Chole or chickpeas are high in protein and make an excellent replacement for meat in vegetarian and vegan diets. Chole can be made in different styles i.e Pindi Chole, Amritsari Chole, Amritsari Pindi chole and so on…
In this Post we will cover Amritsari Chole one of the soul recipes in Punjab. It is absolutely delicious recipe which is made from freshly roasted chole masala and tamarind pulp which gives it a dark color and authentic taste with extra goodness of potatoes. This dish will surely bring a flavor of Amritsar streets into your home. It goes perfect along with Kulcha, Naan or Puri, Rice. It can be topped with laccha pyaz and green chilies.

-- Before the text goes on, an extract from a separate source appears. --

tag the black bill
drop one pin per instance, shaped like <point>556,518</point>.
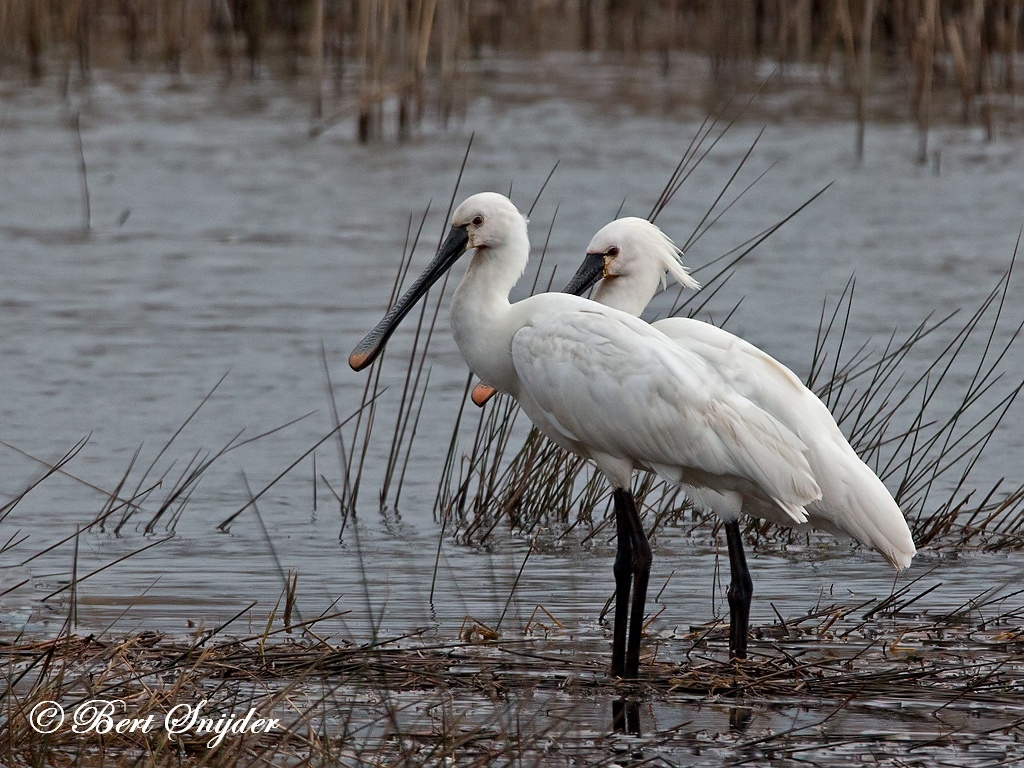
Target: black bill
<point>373,343</point>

This dish gives best flavors when masalas are cooked for little longer but its totally worth the wait.
Tips to Note:
1)Add dry Masalas while Boiling Chole for added flavor
2)Saute the Masalas really well for about 30 minutes for enhanced flavor
3)Add Garam masala/ Chole masala again at the end
4)You can also add Tea bags for added color
5)Add a generous dollop of ghee while serving to enhance taste.
6)Chole masala used here already has a tang of Anardana or Aamchur powder, Please use it otherwise.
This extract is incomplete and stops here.